Thanks for that added YouTube link. You know I was just gonna go listen to it anyway. Granted… I might just rewatch the final episode of Season 3 just to see the Poker scene again.
Transporters in Star Trek are shown to definitely not be duplication machines. “Our Man Bashir” (DS9) is probably the most definitive proof of that.
Personally, I think transporter technology explains the staunch atheist (but still open-minded and sometimes spiritualist) Federation mindset: they know that their entire being can be reduced to a matter/energy stream.
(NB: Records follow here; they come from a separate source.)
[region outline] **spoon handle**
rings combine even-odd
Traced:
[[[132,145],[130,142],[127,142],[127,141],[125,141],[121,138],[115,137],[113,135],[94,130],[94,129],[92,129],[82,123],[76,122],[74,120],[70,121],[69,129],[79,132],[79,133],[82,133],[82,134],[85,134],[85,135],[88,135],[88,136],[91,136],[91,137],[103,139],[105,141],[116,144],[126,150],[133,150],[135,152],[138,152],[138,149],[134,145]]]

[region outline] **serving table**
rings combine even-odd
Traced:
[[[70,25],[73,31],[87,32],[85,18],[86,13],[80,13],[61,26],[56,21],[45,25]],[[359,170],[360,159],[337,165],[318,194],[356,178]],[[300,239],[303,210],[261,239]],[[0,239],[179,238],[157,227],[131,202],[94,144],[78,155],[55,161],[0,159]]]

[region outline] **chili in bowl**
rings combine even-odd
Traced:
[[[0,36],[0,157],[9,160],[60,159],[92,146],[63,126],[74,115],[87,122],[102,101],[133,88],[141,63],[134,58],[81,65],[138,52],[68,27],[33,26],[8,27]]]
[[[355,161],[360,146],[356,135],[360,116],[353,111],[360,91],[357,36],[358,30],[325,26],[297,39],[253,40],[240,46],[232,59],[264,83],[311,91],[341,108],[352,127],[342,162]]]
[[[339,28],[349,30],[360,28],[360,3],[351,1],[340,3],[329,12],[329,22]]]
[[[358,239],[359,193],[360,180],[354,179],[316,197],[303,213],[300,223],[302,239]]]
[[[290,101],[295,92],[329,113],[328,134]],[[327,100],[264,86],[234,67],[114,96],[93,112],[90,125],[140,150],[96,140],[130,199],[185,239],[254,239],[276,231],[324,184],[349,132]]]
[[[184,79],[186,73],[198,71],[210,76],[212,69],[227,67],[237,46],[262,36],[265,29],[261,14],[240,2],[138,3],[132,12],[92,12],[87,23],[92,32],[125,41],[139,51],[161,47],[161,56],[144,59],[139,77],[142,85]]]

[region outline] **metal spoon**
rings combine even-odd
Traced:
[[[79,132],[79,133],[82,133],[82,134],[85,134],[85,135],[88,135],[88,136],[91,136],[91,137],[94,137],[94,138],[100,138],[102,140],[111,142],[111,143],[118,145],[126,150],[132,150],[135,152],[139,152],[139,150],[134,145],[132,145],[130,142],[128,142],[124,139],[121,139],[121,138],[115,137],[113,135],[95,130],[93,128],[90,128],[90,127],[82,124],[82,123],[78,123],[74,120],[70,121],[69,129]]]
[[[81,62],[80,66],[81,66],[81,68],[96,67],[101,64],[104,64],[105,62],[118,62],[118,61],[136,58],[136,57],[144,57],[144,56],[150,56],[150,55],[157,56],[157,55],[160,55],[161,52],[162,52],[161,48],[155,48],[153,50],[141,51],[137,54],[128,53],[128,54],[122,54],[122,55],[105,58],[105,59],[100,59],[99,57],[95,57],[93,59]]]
The transporter makes a devastating philosophical challenge to the idea of a “soul.” Which is, ironically, why so many Federation officers refuse to accept anything that challenges that assumption (VOY “Sacred Ground”).
Kirk’s exploits get so exaggerated, lol. He’s a big dork. He’s like a nerd who started working out and acting like a tough guy in his 30s. Picard is just the opposite, like a reformed troublemaker.
And even though Picard has the rep of being the one who romanticizes the concept of exploration (studious, reading about old timey ships, etc.), Kirk’s geeks out about it so much more: he’s obsessed with his ship, he’s studied (and seems to genuinely academically enjoy) space battles, and they even gave him that line in the movies: “Second star to the right… and straight on til morning.”
I applied for cosmetology class when I was in high school. No one questioned it at all because not only was I a blatantly obvious nerd but I was also the only openly gay guy in the school. First day I’m told to meet in a room I didn’t even know existed. Fucking mirrors everywhere. Circular tables around the mirrors with decapitated heads for as far as the eye could see, all with horrific hairstyles and blank, expressionless faces. Went in. Sat down. Realized I was the only one in the room with a set of testicles and started to slowly piece together where I done majorly goofed.
Class was surprisingly good. I can french braid now. I did fail however because the teacher hated me. Not only was I gay, which she didn’t like, but I wasn’t a “stereotypical” gay guy which she somehow found more infuriating. A dude who didn’t come off as particularly effeminate but was comfortable enough doing peoples hair. 2 weeks before the final class she ‘lost’ my module and expected me to make up the entirety of the semesters work in 2 weeks. All worked out. She broke her ankle the next year after someone got berated so hard they pissed themselves. Janitor was on the way to clean it up, she wasn’t looking where she was going, and slipped in it and fell down a nearby set of stairs.